1. Make visual literacy meaningful.
Learning how to tell a story through a photo, and how to see the story within a photo is an important part of literacy. A fun way to incorporate visual literacy and technology is to use some of the great photo sharing apps to give out positive affirmation. LitWorld's Story21 Family LitClub uses 23snaps to express love and praise within families. Every week families take portraits of each member and caption the photo with one nice thing about that person or one thing they did well that week. At the end of the program we'll be printing photo books of their pictures and writing using the app. It is important to publish and celebrate the artistry and thoughtful work you are doing as a family, and the photo book captures precious moments in your family's narrative.
2. Decide what you stand for.
At LitWorld we are constantly thinking about our mission statement and core values. What are we "for"? What change do we want to see in the world and what practices and mindsets define who we are as an organization? This practice is a valuable exercise to do as a family. Defining together what you value and believe in is an important process to go through as a family. Your resulting mission statement or core values will provide touchstones for your child as he navigates the world.
A great app that we've found for this type of activity is CloudArt. It's an app for making word clouds and for brainstorming. Use it to think together about a concept or big idea. We have found that this visual way of writing really brings kids with varied interests, strengths and needs together. Start by making a family word cloud about each of your core values. This way each family member can share their personal understanding of every value. Don't forget to come back to these word clouds regularly to review, revise and to talk about the specific ways that everyone is exemplifying the core value.
3. Collect and share inspiration.
The internet gives us the extraordinary opportunity to learn from people around the world and to benefit from their experiences, creations, and wonderings. Of course it is also an opportunity to share our own inspiration and ideas out into the world. Pinterest is a great way to curate all of this inspiration. If you're unfamiliar with this platform, it is a website that allows you to create digital bulletin boards by "pinning" images, quotes, articles and more to your personal Pinterest page.

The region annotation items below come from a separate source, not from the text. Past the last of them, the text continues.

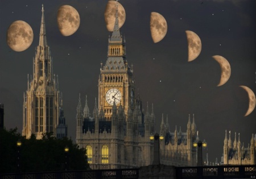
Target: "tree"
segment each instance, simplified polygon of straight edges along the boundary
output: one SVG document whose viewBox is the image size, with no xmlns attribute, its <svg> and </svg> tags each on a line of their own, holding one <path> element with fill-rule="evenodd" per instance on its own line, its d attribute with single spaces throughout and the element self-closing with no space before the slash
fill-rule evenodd
<svg viewBox="0 0 256 179">
<path fill-rule="evenodd" d="M 89 169 L 86 150 L 79 148 L 71 139 L 57 139 L 52 132 L 43 134 L 41 140 L 36 140 L 34 135 L 26 139 L 16 131 L 16 128 L 9 131 L 5 129 L 0 132 L 1 173 L 16 172 L 16 144 L 18 140 L 22 143 L 20 148 L 22 172 L 64 170 L 66 146 L 69 149 L 67 153 L 69 170 Z"/>
</svg>

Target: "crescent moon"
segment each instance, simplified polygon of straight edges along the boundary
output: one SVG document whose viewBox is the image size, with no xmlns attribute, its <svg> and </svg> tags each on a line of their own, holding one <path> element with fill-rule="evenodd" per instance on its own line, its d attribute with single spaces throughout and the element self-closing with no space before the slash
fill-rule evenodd
<svg viewBox="0 0 256 179">
<path fill-rule="evenodd" d="M 33 39 L 34 34 L 31 27 L 23 20 L 14 21 L 7 31 L 7 44 L 16 52 L 23 51 L 30 47 Z"/>
<path fill-rule="evenodd" d="M 222 56 L 214 55 L 212 57 L 218 63 L 221 69 L 221 79 L 220 83 L 217 86 L 220 86 L 225 84 L 229 80 L 231 74 L 230 65 L 228 61 Z"/>
<path fill-rule="evenodd" d="M 161 41 L 167 32 L 167 23 L 159 13 L 152 12 L 150 16 L 150 31 L 154 43 Z"/>
<path fill-rule="evenodd" d="M 125 10 L 123 6 L 119 2 L 118 5 L 118 25 L 120 28 L 125 22 Z M 112 32 L 114 30 L 114 26 L 115 22 L 115 15 L 117 10 L 117 2 L 115 1 L 109 1 L 106 5 L 105 10 L 104 16 L 106 22 L 106 26 L 109 32 Z"/>
<path fill-rule="evenodd" d="M 63 5 L 60 7 L 57 15 L 59 30 L 63 36 L 69 36 L 76 32 L 80 24 L 80 17 L 72 6 Z"/>
<path fill-rule="evenodd" d="M 188 60 L 194 60 L 198 57 L 202 49 L 202 44 L 199 36 L 194 32 L 185 31 L 188 40 Z"/>
<path fill-rule="evenodd" d="M 240 86 L 241 88 L 243 88 L 248 93 L 249 97 L 249 107 L 245 115 L 245 116 L 249 115 L 253 111 L 255 108 L 255 106 L 256 104 L 256 101 L 255 98 L 254 93 L 248 87 L 245 86 Z"/>
</svg>

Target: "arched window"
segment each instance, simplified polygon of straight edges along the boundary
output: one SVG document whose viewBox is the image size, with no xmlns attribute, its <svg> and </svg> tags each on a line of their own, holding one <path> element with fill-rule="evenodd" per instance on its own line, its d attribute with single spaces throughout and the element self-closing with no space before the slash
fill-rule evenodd
<svg viewBox="0 0 256 179">
<path fill-rule="evenodd" d="M 92 145 L 87 145 L 86 147 L 86 155 L 87 155 L 87 161 L 89 164 L 92 164 Z"/>
<path fill-rule="evenodd" d="M 38 97 L 36 97 L 36 102 L 35 102 L 35 131 L 38 132 L 38 118 L 39 118 L 39 99 Z"/>
<path fill-rule="evenodd" d="M 101 148 L 101 163 L 109 163 L 109 147 L 107 145 L 104 145 Z"/>
</svg>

Open a family account and create some categories together that you will "pin" artifacts to as you come across them. For example, you may choose to make inspiration boards titled, "Places we want to explore;" "Things that make us laugh;" "Books we love;" "People we care about." Make sure you come together as a family regularly to review new additions to each board so that you and your child can share what it was about a particular quote or image that inspired you to pin it to a particular board.
4. Imagine and create together.
Not all family storytelling has to be non-fiction. Writing together is a wonderful way to explore curiosities and to learn about each member's creative process. Of course the stories you create can be based on real experiences, but they do not have to be. There are some great apps that can structure the writing process and bring your stories to life. We love Toontastic, an app we've used in our Story21 program to write superhero stories, and stories of friendship. This app teaches elements of story (character, setting, plot, build, resolution, mood/tone) in a really fun way. Once you finish recording and creating your story, you can play it as a movie too.
We also love Scribble My Story, which is a storybook creating app. The families of our Story21 program appreciate the freedom the app gives them to create whatever they can think up. It's also great to use with younger children because it has story templates where children can add elements to a pre-written story such as key words and their own illustrations.
5. Go offline.
Technology and the internet do not have to be synonymous. While it's wonderful that we have the power to share everything that we create, not everything belongs online. Use a video camera (or your iPhone or tablet) to record family interviews. Have each member take time to think about the questions that they are really curious about and then hit record. Make it truly inter-generational by involving grandparents, great-aunts and even lifelong family friends. Have a private viewing party and debrief afterwards by talking about what was the most surprising thing that each family member learned, and what their favorite and least favorite part about the experience was.